US, Turkey divided on Israel after PM Erdoğan's Zionism remarks

US, Turkey divided on Israel after PM Erdoğans Zionism remarks

Turkish Prime Minister Erdoğan (R) meets top US diplomat Kerry in Ankara. AA photo

Newly appointed U.S. Secretary of State John Kerry’s talks in Ankara could have displayed a rosy picture, since it was his first rendezvous with the Turkish leadership in his current capacity, yet Washington’s strong uneasiness over Prime Minister Recep Tayyip Erdoğan’s likening Zionism to crimes against humanity dominated the talks.

While publicly labeling the remarks by Erdoğan as “objectionable,” Kerry also delivered a carefully tailored warning to his country’s NATO ally over significance of freedom of expression for reaching to democratic standards.

“We not only disagree with it, we found it objectionable,” Kerry said on March 1 at a joint press conference following talks with his counterpart, Foreign Minister Ahmet Davutoğlu, as he noted that he had raised the issue directly with Davutoğlu and would do so with Erdoğan during his meeting, which was scheduled to take place shortly after the press conference.

Kerry’s remarks on the issue were delivered in response to a question that also offered an opportunity to him to underline the importance Washington attaches to restoring bilateral relations between Turkey and Israel, which he described as two “vital allies” for the United States. Earlier, in his opening remarks before the questions by reporters, he underlined “the urgent need to promote the spirit of tolerance” and said this urgency was also valid for public statements by political leaders. 

As of Feb. 27, at a U.N. Alliance of Civilizations meeting in Vienna, Erdoğan said: “Just as with Zionism, anti-Semitism and fascism, it has become necessary to view Islamophobia as a crime against humanity.”

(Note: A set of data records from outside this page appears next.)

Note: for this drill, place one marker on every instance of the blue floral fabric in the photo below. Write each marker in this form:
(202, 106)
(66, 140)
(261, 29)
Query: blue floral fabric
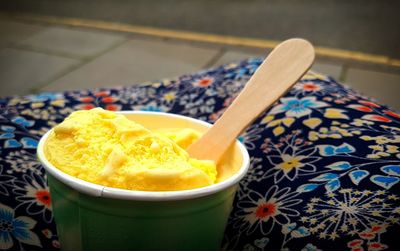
(325, 161)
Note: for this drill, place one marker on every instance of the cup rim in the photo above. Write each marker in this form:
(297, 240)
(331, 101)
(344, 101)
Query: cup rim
(118, 193)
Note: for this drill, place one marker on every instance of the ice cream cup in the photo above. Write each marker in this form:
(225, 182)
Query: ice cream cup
(95, 217)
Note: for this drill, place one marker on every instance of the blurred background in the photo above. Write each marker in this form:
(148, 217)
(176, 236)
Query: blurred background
(56, 45)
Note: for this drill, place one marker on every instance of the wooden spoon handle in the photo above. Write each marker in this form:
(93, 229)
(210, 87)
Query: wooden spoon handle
(284, 66)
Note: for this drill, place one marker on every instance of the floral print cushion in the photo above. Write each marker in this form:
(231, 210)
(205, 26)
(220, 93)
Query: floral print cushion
(325, 161)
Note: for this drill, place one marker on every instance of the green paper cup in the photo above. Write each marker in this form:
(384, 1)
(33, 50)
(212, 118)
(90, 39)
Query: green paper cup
(94, 217)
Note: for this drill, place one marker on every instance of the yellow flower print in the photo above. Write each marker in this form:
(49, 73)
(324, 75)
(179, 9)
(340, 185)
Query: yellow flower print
(333, 132)
(361, 122)
(278, 124)
(290, 162)
(333, 113)
(380, 151)
(312, 122)
(169, 96)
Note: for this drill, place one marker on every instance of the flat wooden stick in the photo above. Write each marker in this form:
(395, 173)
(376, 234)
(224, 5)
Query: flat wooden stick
(283, 67)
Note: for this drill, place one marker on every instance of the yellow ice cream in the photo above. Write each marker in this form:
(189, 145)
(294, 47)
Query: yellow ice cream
(105, 148)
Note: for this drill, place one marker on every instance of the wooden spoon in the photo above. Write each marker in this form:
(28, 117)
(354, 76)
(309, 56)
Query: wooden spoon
(283, 67)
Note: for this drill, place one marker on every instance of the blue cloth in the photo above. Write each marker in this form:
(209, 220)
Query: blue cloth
(325, 161)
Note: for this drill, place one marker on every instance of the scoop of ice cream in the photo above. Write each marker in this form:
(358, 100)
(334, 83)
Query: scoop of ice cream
(105, 148)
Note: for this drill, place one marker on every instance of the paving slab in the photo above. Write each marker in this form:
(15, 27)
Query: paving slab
(24, 71)
(232, 56)
(13, 32)
(385, 87)
(332, 70)
(81, 43)
(134, 62)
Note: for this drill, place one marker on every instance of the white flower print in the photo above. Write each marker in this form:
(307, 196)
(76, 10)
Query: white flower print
(262, 212)
(350, 212)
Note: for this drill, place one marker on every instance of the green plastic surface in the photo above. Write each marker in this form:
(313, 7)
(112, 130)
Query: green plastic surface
(91, 223)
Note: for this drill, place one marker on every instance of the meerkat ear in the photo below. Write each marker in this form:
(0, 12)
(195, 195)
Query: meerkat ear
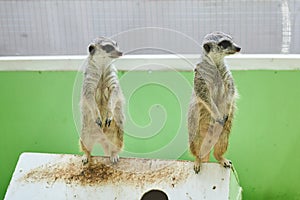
(206, 47)
(92, 49)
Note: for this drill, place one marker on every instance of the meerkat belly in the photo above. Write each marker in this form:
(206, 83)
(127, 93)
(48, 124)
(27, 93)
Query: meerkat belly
(102, 100)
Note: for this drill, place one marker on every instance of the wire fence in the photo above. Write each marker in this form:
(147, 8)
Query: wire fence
(65, 27)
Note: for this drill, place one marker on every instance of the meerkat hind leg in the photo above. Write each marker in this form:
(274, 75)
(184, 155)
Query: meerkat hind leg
(220, 149)
(86, 158)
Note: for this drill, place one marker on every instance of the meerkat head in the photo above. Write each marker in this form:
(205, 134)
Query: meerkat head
(104, 49)
(217, 45)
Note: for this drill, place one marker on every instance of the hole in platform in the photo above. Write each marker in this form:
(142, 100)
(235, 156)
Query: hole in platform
(154, 194)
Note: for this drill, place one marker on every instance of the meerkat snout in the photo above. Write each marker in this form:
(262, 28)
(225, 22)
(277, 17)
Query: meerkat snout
(104, 47)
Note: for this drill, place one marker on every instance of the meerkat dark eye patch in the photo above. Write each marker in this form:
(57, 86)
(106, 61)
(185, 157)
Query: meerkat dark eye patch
(225, 44)
(108, 48)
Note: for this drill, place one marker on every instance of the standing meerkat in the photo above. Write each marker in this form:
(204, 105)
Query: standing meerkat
(101, 99)
(212, 105)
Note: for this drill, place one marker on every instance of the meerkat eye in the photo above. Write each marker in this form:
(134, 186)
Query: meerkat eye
(225, 44)
(108, 48)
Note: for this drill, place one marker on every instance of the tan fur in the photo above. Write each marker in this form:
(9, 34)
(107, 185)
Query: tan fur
(212, 103)
(101, 98)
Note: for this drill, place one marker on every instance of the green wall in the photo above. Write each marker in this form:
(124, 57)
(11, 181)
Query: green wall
(36, 116)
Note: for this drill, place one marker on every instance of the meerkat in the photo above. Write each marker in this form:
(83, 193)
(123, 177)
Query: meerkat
(212, 104)
(101, 99)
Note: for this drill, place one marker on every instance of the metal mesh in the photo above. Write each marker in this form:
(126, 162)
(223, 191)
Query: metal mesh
(65, 27)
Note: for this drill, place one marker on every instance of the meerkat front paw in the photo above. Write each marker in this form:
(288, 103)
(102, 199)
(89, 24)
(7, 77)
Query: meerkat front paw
(197, 164)
(226, 163)
(85, 159)
(99, 122)
(114, 159)
(108, 121)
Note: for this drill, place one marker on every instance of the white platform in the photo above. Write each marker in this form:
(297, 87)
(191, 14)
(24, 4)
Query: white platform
(52, 176)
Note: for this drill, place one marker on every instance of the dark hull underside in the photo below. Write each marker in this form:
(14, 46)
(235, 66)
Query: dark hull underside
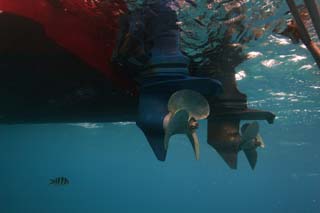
(42, 83)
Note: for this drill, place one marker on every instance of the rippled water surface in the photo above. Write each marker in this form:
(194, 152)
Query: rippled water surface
(111, 167)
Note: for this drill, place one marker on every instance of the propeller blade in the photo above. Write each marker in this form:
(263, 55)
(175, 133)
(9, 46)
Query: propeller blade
(191, 101)
(249, 131)
(178, 123)
(252, 157)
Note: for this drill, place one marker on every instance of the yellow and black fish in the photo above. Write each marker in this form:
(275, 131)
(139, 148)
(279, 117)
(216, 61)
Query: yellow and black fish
(59, 181)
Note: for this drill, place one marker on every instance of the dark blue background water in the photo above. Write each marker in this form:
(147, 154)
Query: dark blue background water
(111, 167)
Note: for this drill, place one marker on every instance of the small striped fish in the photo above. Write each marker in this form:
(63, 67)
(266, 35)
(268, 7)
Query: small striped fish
(59, 181)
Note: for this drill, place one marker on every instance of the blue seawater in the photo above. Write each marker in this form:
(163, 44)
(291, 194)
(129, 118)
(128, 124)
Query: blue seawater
(111, 167)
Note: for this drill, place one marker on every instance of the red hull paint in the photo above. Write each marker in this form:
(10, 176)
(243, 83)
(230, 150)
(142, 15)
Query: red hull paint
(85, 30)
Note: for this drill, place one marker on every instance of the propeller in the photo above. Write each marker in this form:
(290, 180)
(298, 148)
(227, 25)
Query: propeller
(185, 108)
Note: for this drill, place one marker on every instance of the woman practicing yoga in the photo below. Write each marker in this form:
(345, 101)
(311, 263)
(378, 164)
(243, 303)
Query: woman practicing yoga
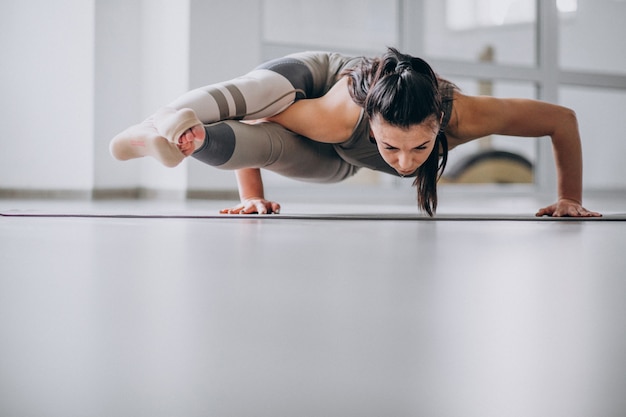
(320, 117)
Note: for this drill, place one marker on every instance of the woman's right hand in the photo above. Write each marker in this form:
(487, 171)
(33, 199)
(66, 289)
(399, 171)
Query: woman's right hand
(254, 205)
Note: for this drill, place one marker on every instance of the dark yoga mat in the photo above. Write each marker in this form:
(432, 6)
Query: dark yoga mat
(300, 216)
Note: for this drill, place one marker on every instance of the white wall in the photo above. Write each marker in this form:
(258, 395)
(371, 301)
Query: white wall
(47, 95)
(74, 73)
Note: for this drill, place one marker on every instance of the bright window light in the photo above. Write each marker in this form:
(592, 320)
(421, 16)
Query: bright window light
(473, 14)
(567, 6)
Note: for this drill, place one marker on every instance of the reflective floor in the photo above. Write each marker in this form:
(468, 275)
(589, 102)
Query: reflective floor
(311, 317)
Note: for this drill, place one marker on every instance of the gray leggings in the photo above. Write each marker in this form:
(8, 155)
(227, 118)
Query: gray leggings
(264, 92)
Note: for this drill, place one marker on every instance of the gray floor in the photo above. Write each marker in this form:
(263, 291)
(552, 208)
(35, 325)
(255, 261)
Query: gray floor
(311, 317)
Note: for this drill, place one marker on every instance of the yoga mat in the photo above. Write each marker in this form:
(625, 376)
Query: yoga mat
(193, 214)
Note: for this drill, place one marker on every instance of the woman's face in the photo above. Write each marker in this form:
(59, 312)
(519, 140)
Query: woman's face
(405, 150)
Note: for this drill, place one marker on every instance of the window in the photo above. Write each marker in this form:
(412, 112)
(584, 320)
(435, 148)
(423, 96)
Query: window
(472, 14)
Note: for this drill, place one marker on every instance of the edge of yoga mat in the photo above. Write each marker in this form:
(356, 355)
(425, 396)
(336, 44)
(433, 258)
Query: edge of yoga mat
(304, 216)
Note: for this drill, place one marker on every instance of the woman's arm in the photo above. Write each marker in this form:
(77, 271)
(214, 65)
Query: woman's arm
(481, 116)
(251, 193)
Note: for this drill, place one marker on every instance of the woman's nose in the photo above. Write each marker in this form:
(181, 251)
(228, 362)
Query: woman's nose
(405, 162)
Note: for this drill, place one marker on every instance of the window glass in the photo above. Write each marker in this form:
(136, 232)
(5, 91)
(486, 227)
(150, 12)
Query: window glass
(601, 121)
(464, 29)
(592, 38)
(370, 25)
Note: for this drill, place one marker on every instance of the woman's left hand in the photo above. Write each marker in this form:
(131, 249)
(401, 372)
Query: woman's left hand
(566, 208)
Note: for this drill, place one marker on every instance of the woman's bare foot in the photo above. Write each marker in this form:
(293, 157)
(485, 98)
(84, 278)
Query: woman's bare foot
(143, 140)
(169, 136)
(191, 139)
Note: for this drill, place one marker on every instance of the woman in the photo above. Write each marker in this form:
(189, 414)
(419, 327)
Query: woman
(391, 114)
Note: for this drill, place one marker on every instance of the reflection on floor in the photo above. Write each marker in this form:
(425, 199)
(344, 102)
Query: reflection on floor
(250, 317)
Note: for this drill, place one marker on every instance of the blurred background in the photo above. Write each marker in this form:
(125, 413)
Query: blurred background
(76, 72)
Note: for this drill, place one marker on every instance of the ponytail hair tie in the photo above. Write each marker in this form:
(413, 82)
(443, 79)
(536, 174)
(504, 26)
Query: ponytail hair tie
(402, 66)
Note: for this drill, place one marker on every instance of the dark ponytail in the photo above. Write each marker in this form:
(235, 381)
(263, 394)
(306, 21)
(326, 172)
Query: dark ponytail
(404, 91)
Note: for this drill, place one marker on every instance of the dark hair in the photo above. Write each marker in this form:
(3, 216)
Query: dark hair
(404, 91)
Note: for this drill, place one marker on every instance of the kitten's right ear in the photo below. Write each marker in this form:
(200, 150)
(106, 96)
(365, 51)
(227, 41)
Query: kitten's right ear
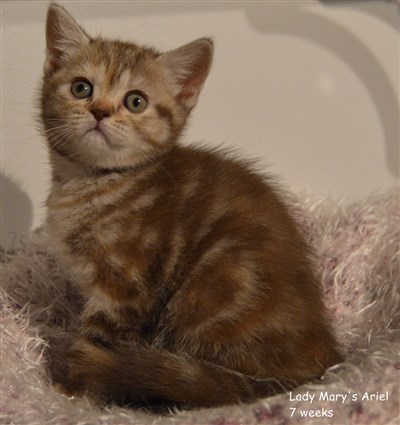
(63, 34)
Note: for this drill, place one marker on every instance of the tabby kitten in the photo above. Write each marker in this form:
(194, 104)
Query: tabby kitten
(198, 286)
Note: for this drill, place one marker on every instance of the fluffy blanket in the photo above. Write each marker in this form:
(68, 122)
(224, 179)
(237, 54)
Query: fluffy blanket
(357, 248)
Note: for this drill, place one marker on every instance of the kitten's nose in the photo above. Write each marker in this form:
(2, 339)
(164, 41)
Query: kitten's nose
(99, 114)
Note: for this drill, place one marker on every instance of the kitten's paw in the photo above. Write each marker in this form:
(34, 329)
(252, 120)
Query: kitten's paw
(88, 368)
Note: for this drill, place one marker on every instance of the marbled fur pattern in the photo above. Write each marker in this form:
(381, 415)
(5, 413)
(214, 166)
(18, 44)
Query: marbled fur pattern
(198, 286)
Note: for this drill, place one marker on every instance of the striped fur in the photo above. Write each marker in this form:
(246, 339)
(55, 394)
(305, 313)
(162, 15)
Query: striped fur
(198, 286)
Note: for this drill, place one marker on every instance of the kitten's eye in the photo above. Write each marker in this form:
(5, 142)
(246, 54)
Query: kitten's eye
(136, 102)
(82, 89)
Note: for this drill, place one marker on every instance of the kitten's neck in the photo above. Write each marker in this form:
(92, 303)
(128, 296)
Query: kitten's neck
(64, 169)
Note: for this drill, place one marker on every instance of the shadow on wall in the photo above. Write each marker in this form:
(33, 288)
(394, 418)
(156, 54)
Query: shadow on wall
(16, 212)
(296, 20)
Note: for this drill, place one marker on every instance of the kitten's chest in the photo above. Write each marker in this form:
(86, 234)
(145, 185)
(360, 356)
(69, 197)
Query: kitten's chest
(103, 228)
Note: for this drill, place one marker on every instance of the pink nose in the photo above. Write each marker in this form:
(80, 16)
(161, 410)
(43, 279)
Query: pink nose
(99, 114)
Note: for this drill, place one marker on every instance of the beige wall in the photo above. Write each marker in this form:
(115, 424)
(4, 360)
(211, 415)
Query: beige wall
(312, 88)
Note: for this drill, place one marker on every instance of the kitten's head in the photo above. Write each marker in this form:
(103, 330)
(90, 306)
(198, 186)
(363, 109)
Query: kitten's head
(109, 104)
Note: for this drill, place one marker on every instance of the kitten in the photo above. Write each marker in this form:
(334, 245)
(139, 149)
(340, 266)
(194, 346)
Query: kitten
(198, 286)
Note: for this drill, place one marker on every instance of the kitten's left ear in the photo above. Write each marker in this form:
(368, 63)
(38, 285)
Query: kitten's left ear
(63, 34)
(187, 68)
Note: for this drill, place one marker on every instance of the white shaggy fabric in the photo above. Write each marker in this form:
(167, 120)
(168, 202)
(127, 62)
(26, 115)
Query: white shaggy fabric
(358, 255)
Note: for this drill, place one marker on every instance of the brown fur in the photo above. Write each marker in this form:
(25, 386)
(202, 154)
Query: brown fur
(198, 285)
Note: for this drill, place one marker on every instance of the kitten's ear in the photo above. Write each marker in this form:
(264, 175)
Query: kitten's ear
(187, 68)
(63, 34)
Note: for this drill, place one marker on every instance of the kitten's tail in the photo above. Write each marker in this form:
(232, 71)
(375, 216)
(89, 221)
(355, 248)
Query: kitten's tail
(145, 374)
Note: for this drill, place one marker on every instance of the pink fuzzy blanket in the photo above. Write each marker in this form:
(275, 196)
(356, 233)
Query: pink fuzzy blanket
(358, 256)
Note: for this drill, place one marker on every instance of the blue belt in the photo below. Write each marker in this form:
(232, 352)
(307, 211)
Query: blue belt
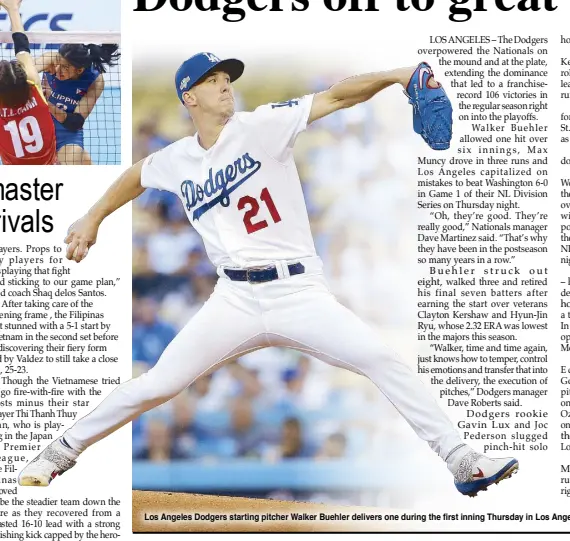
(257, 275)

“It [Erdoğan’s] underscores the importance of our efforts to try to find a way to make peace in this region,” Kerry said, while cautioning that the comments by Erdoğan on Zionism complicate Mideast peace efforts.

Expressing conviction in finding a way forward for restoring the relationship between the two countries, Kerry, however, admitted that this way “obviously gets complicated” following the Vienna speech.

“We want to see them work together in order to be able to go beyond. I believe that’s possible. It is essential that Turkey and Israel find a way to take a step in order to rekindle their historic cooperation,” Kerry said, while noting that Davutoğlu also expressed a “genuine desire” for rebuilding ties with Israel. During their meeting, Davutoğlu voiced Turkey’s commitment to the Middle East peace process and a two-state solution, Kerry said. “They want to help us.”

Another bothersome issue Kerry touched upon without waiting for a specific question from reporters was the state of affairs surrounding the freedom of expression in Turkey. 

“We discussed the importance of strengthening protection of fundamental rights, freedom of expression and freedom of media. History has proved that nations that worked constantly to safeguard these rights democracy are far more successful, far more stable and far more prosperous,” Kerry said. 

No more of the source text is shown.